Imam Akbar menggarisbawahi bahwa akal adalah landasan di mana semua kewajiban keagamaan berputar, yang didefinisikan sebagai "Sambutan Tuhan mengenai tindakan individu yang bertanggung jawab, baik atas permintaan atau pilihan." Status akal dalam Al-Qur'an merupakan fakta yang tidak dapat disangkal, terbukti dari ayat-ayat yang membuktikannya, yang membedakan Al-Qur'an dengan kitab suci lainnya. Al-Quran membebaskan kesadaran dan hati nurani manusia dari pemujaan terhadap batu, binatang, dan manusia. Al-Qur'an membebaskan pikiran manusia dari takhayul dan mitos, serta meninggikan jiwa manusia dari materialisme dan hawa nafsu.
Ketua MHM menegaskan bahwa Al-Qur'an telah melahirkan individu-individu yang luar biasa dan bahkan menciptakan bangsa yang besar dari awal yang sederhana. Bangsa ini dengan cepat bangkit dari keunggulan lokal menjadi global, menyebarkan peradaban yang masih mempengaruhi dunia saat ini. Para sarjana, filsuf, dan pemikir terus mempelajari dan mengagumi peradaban ajaib ini.
Imam Akbar menambahkan, sejarah menunjukkan bahwa ketika komunitas Muslim mengindahkan seruan Al-Qur'an dan mengikuti petunjuk Ilahi, mereka mencapai tingkat peradaban, kemajuan ilmiah dan moral yang tak tertandingi, bersaing dengan peradaban terkemuka di dunia. Dalam waktu kurang dari delapan puluh tahun setelah ayat terakhir diturunkan, umat Islam mampu menyebarkan cahaya, keadilan, dan pengetahuan ke seluruh dunia. Dorongan intelektual Islam terhadap sains, filsafat, etika, dan seni rupa telah menjadi sumber kekaguman bagi banyak sarjana Eropa yang secara objektif mempelajari penaklukan Islam dan mengakui dampak positifnya.

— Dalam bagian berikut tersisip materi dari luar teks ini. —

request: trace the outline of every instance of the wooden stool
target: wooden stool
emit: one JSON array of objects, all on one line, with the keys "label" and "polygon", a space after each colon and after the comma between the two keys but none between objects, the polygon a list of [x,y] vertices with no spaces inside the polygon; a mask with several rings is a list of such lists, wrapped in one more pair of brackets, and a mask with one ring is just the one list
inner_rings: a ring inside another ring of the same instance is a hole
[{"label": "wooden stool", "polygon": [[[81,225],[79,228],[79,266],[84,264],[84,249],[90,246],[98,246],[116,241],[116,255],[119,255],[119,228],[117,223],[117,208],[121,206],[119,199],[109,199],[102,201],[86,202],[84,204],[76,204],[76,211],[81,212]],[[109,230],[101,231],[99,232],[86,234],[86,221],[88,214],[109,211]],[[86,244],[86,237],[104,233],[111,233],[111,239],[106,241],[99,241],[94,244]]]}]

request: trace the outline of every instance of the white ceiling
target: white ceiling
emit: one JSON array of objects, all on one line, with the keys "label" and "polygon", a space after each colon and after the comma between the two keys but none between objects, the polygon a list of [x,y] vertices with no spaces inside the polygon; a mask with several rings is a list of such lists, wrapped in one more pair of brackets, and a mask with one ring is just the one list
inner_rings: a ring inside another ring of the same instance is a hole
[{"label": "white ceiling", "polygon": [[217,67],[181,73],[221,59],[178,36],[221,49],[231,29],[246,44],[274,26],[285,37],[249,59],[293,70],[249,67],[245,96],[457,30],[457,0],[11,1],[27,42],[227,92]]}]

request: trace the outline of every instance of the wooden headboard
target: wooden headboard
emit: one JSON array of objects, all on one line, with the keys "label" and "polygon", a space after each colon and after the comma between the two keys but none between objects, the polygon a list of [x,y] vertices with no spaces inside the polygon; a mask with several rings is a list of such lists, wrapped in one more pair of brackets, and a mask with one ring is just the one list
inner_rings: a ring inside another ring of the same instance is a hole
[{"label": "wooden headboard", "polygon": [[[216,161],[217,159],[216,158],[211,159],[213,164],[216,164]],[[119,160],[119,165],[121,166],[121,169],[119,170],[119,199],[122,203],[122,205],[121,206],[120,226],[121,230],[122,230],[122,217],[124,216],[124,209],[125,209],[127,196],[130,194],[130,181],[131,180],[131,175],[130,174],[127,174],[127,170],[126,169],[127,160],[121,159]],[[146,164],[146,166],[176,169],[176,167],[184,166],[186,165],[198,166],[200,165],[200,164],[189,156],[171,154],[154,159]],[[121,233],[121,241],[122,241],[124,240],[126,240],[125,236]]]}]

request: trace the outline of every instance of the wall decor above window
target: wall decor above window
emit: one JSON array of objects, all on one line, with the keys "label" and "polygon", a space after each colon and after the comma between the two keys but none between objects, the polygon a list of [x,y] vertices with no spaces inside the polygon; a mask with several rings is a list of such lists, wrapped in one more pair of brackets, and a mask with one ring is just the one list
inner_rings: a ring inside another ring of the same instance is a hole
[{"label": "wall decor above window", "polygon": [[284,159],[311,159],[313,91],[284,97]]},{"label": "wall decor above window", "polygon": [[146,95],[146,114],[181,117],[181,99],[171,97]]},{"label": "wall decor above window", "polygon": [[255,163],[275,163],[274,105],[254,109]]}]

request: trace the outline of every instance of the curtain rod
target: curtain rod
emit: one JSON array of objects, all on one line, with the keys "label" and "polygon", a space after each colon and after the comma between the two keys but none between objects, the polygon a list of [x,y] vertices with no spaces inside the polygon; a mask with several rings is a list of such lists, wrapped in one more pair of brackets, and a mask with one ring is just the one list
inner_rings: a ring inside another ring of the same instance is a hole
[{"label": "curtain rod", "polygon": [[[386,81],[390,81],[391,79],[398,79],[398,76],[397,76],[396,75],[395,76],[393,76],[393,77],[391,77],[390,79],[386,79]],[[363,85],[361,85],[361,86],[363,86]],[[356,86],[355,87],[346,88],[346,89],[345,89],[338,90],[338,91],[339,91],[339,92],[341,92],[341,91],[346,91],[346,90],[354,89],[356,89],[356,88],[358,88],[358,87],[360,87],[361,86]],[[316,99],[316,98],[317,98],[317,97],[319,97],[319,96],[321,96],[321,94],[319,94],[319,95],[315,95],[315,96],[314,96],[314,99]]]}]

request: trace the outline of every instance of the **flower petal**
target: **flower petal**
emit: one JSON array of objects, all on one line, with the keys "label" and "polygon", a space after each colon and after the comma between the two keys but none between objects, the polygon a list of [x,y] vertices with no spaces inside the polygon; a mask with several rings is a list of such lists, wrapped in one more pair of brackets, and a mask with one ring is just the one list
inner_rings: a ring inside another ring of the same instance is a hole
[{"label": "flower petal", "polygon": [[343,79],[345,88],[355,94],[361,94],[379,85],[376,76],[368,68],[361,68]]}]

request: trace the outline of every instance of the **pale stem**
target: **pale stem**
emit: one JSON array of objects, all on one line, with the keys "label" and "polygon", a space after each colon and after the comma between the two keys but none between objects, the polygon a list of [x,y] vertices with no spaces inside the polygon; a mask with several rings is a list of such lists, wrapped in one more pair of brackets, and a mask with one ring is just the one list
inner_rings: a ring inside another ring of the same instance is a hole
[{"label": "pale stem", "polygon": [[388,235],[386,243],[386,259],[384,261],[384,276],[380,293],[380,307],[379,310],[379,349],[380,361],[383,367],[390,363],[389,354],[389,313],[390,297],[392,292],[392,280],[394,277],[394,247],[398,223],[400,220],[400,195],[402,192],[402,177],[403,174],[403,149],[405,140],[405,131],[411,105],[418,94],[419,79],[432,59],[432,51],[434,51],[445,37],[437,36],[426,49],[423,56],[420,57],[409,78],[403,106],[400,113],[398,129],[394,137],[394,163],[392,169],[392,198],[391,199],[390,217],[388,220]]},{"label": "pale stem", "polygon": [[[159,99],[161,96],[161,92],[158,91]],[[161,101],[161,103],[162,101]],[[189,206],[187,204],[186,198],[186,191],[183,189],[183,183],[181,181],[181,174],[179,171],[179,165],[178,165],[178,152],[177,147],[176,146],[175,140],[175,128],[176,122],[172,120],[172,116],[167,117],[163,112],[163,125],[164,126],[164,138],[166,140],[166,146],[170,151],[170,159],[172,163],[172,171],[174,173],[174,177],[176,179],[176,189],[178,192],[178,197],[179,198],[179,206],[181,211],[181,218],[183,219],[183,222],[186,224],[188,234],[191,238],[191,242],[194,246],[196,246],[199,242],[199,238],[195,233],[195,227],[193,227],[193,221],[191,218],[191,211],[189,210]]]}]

Imam Akbar melanjutkan, dengan menyatakan bahwa Allah telah menjamin kelestarian teks Al-Qur'an dalam bentuk tertulis dan hafalan, sehingga semangat peradaban Islam tetap tangguh dan berpengaruh meski mengalami kemunduran. Bahkan di masa-masa kemunduran, Al-Qur'an tetap mempertahankan kehadirannya yang dinamis dan berdampak. Jika ada peradaban lain yang menghadapi tantangan yang sama seperti peradaban Islam, maka peradaban tersebut akan lenyap dari sejarah berabad-abad yang lalu.